Conflict of Interest Statement
The authors have no conflicts of interest to declare.
Funding Sources
This work was supported by research grants from the Basic scientific research projects in Wenzhou [Y20220145]; the Zhejiang Medical Health Science and Technology Project [No. 2023KY913]; the Science and Technology Department of the State Administration of Traditional Chinese Medicine – Zhejiang Province Joint Construction Project [GZY-ZJ-KJ-24089]; the “Pioneer” and “Leading Goose” R&D Program of Zhejiang [2022C03070].
Author Contributions
All authors contributed to the study conception and design.

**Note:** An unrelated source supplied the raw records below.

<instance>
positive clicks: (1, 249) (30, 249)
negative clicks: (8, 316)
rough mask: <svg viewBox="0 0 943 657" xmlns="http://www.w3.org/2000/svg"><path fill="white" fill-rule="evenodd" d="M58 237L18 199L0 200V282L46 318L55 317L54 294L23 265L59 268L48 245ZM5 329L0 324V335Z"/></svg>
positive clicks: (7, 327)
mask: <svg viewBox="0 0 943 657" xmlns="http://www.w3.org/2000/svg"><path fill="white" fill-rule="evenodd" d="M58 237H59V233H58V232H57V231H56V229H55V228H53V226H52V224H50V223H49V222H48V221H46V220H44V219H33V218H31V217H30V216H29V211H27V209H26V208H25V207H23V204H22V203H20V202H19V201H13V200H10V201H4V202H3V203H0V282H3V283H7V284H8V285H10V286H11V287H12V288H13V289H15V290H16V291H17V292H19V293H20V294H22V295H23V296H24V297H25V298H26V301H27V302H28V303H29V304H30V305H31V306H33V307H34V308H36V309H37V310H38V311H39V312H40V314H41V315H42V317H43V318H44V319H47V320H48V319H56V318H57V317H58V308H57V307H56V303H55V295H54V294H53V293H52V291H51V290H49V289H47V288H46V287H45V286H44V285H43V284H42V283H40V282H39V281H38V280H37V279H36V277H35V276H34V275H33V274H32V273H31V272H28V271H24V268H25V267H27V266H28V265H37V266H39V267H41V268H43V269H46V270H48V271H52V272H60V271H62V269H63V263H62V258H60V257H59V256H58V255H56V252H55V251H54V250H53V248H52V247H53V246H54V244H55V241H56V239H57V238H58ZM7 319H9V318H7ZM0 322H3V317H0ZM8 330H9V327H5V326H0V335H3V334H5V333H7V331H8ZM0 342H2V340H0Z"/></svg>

Zhangliang Li, MD, provided assistance with experimental design, data analysis, and manuscript revision; Xueer Wu, MD, provided assistance with data analysis and manuscript writing; Xinpei Ji, MD, provided assistance with data collection and analysis; Zehui Zhu, MD, and Nan Zhe, MD, provided assistance with data collection; Yun-e Zhao, MD, provided assistance with experimental design and manuscript revision.
Additional Information
Zhangliang Li and Xueer Wu contributed equally to this work.
Data Availability Statement
The data that support the findings of this study are not publicly available due to their containing information that could compromise the privacy of research participants but are available from the corresponding author (Y.E.Z.) upon reasonable request.